Das Arbeiten mit der Roland Cloud TR-707
Wer mit den Roland Cloud Drummachines gearbeitet hat, wird wissen, wie praktisch es ist, Patterns mit MIDI zu triggern oder die Patterns als MIDI- oder Audio-File zu exportieren. Am meisten Spaß an der TR-707 macht aber die Circuit-Bending-Sektion der TR-707, weil den angestaubten PCM-Sounds aus den 1980er-Jahren ein neuer Charakter verliehen werden kann. Dadurch eignet sie sich wirklich sehr gut für den Einsatz mit experimenteller elektronischer Musik.
Das aufgeräumte Design, das sich am Original orientiert, ermöglicht angenehmes Arbeiten mit der Roland Cloud TR-707. Lustig ist es, dass man die TR-707 in verschiedenen Abnutzungszuständen darstellen kann. Dem einen oder anderen hilft das ja bei der Inspiration. Nett sind auch solche Details wie der Speicherschacht und dass die Sequenzen im LED-Display angezeigt werden.

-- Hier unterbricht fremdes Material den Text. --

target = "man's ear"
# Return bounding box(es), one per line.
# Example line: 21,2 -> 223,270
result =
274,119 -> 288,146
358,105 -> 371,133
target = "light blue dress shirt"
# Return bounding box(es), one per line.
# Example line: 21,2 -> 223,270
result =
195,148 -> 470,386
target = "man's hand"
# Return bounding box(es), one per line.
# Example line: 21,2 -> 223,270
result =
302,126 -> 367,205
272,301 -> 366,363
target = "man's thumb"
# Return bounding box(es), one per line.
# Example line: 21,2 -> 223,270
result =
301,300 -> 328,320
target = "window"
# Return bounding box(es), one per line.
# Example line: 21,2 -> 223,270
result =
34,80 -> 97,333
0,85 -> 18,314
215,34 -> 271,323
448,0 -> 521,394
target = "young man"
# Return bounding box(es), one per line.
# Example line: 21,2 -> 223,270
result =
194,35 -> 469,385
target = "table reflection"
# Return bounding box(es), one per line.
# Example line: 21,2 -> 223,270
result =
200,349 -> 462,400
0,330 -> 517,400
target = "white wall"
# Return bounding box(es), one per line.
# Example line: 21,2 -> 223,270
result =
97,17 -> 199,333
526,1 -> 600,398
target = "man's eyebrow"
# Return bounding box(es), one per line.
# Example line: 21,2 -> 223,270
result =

Das ist wirklich notwendig, denn sonst eignet sich die TR-707 fast nur für Synthie-Pop-Bands, die den Sound aus den 1980er-Jahren auferstehen lassen wollen. Dies ist aber nur meine Meinung und ich bin mir sicher, dass es viele Musiker gibt, die den Sound der TR-707 sicher sehr kreativ einsetzten.
Besonders toll gefällt es mir, die einzelnen Sounds auf unterschiedliche Outputs zu legen und dann zu bearbeiten. Mit externen Effekten und dem Circuit-Bending-Charakter ist es möglich, die Cloud TR-707 in noch extremere Sphären zu führen.
Wer hätte sich gedacht das man sich eines Tages die Frage stellen kann: Kaufe ich mir für das Geld ein Plug-in oder gleich den Hardware-Klon. Ansonsten findet man, dass Roland verhältnismäßig spät mit den Plug-ins ihrer kultigen Drummachines begonnen haben. Aber besser spät als nie! Wenigstens gibt es hier noch erweiterte Features. Ärgerlich nur, wenn diese so verbaut sind, dass man nicht mehr erkennen kann was ist original Sound und was mit einem Feature bestückt. Wie das sich hier verhält weiß ich nicht. Kann man das erkennen?
ich habe in den 80ern eine 707 gehabt und geliebt, die sounds mag ich immer noch. darum triggere ich mit meiner drumbrute impact gelegentlich 707-samples. aber wozu die emulation in einer software? der charme der 707 (wie auch der impact) ist doch gerade die interaktion mit der hardware, dh in der kreation und beim abspielen. ein paar samples in eine nostalgische oberfläche zu verpacken ist mE was ganz anderes.
@mdesign Na ja, ich denke mir für den Workflow und auch aus Platzgründen hat die Software eineutig Vorteile. Bestes Beispiel sind mein Bro und Ich. Er kauft sich jetzt eine Drummachine weil er gerne mit diesen Geräten jammt, in dem er sie unter anderem mit anderen Gerätschaften verknüpft. Das mache ich generell auch, sehe mich aber überwiegend als Producer und brauche die Drums höchstens an einer Stelle: Im Rechner! :)
@Filterpad eben – da reichen doch aber die samples. im rechner will ich doch nicht über eine 80er-hardware-oberfläche programmieren.
@mdesign Jetzt verstehe ich. Ja das stimmt allerdings. Stelle ich mir nur bissel schwierig vor, wenn das Instrument nicht so aussieht wie die Sounds wo es abliefert. Aber möglich ist es.
Ich habe die Roland Cloud abonniert aber die 707 nicht installiert, mir reichen da Samples völlig aus. Programmiere ich auch lieber in Live auf dem Push als in dem Plugin.
Aber trotzdem schön das Roland solche Plugins bereitstellt.
Sieht sehr interessant aus, werde ich definitiv testen. Danke!